Erfolgreich und umstritten
Der Ulmer Drogeriemarkt-Unternehmer Erwin Müller wird heute 90 Jahre alt
ULM - Für Überraschungen war Erwin Müller immer gut. Aber dass er sich im fast biblischen Alter noch einmal selbst auf dem Chefsessel seines Drogeriemarkt-Konzerns niederlassen würde, hatte man doch nicht erwartet. Aber genau das geschah kurz vor seinem heutigen 90. Geburtstag. Erst 2019 hatte Müller den Aldi-Manager Günther Heim als CEO eingesetzt, möglicherweise, so war vermutet worden, auch als seinen Kronprinzen. Doch es entwickelte sich anders. Die Chemie zwischen Müller und Heim soll von Anfang an nicht gestimmt haben. Heim ließ es zwar in der Öffentlichkeit an Loyalität gegenüber dem Inhaber nicht fehlen, konnte sich aber mit dessen wohl sehr gewöhnungsbedürftigem Umgangs- und Führungsstil nicht anfreunden.
Und so kam es, wie es kommen musste. Ende August trennte sich Müller von Heim mit sofortiger Wirkung. Damit ist die Nachfolgefrage bei Deutschlands drittgrößter Drogeriemarkt-Kette wieder offen. Allerdings könnte eine von Müller in Österreich gegründete Privatstiftung, die 35,4 Prozent der Firmenanteile hält, in Zukunft eine zunehmend mitbestimmende Rolle spielen.
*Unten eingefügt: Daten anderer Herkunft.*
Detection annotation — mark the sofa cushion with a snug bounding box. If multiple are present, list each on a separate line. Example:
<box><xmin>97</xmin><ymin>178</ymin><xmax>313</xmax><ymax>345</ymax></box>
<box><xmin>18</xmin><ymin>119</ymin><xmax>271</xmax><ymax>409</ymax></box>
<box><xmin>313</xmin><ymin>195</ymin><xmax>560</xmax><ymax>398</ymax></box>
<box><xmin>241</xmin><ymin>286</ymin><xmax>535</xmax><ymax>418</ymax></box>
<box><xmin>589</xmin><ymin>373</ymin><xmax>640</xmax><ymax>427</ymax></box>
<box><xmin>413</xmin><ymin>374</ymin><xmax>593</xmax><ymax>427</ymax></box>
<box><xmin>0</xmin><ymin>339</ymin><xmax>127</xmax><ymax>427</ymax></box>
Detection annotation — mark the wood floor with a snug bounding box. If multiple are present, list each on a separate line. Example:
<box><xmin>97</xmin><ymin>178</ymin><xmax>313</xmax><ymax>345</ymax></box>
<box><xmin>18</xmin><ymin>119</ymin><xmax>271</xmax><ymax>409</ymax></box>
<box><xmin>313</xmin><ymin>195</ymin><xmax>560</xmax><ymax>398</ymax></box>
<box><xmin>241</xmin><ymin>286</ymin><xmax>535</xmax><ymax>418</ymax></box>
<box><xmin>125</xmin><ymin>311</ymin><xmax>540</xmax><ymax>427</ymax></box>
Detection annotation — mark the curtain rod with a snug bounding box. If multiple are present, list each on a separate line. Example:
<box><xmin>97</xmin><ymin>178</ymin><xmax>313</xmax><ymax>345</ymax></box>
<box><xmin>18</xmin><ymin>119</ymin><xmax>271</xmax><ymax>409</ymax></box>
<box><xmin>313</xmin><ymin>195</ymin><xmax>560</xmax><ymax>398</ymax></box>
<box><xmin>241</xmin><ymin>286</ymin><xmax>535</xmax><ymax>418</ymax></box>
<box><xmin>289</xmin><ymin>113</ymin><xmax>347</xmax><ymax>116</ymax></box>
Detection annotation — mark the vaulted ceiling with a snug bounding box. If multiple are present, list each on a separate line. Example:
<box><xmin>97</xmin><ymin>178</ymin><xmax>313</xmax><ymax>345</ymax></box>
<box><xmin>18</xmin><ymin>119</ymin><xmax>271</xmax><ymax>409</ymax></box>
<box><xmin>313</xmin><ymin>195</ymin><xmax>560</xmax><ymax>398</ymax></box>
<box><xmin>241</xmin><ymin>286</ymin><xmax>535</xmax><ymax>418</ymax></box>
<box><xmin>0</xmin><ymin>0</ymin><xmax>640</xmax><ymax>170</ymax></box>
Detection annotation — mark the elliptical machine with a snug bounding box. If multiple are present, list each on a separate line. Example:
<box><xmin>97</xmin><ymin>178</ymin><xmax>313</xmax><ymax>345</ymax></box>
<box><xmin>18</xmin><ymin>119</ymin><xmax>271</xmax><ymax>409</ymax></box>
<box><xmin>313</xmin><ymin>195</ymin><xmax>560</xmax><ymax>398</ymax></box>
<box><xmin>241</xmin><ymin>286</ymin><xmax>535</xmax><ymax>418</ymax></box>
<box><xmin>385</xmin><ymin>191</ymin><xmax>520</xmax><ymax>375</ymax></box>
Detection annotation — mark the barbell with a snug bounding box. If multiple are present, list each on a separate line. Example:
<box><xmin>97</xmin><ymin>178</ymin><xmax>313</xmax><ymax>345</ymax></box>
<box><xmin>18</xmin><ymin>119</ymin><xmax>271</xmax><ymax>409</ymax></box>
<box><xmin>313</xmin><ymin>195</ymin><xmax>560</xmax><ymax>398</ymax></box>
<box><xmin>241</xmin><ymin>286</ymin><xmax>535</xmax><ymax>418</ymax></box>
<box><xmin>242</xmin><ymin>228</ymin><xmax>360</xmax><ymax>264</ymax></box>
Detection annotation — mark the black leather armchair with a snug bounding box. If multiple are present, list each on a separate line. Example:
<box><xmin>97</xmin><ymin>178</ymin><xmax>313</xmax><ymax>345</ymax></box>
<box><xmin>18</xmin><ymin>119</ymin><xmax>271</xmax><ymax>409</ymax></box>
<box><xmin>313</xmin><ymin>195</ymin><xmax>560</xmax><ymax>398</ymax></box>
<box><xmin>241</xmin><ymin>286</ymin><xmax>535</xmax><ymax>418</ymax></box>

Die Personalie Günther Heim ist nicht die erste, die im Zusammenhang mit Erwin Müllers Unternehmen Schlagzeilen machte. Auch der Vertriebschef Lukas Lobensommer und Finanzchef Christian Remy hatten in diesem Frühjahr den Drogeriemarkt-Riesen verlassen. Bereits 2006 war es zu massiven Differenzen Müllers mit seinem Sohn Reinhard, einem studierten Betriebswirt, gekommen. Der Streit endete mit dessen Absetzung als Geschäftsführer. Dass dies genau in dem Jahr geschah, in dem Erwin Müller in zweiter Ehe seine ehemalige Sekretärin heiratete, mag Zufall gewesen sein. Jedenfalls gilt Anita Müller aber bis heute als besonders einflussreich im Unternehmen.
Dass der gebürtige Münchner und gelernte Friseur Erwin Müller durchaus Ecken und Kanten hat und Auseinandersetzungen nicht scheut, hatte sich schon in den ersten Jahren seiner selbstständigen Tätigkeit in Ulm gezeigt. 1967 brachte er die Friseur-Innung gegen sich auf, weil er – entgegen den Regeln und einer lange geübten Praxis in diesem Handwerk – seinen Betrieb in der Ulmer Bahnhofstraße auch montags geöffnet hatte. Die FriseurInnung schloss ihren Kollegen daraufhin aus, was diesem aber als „Rebell von Ulm“eine bundesweite Popularität einbrachte.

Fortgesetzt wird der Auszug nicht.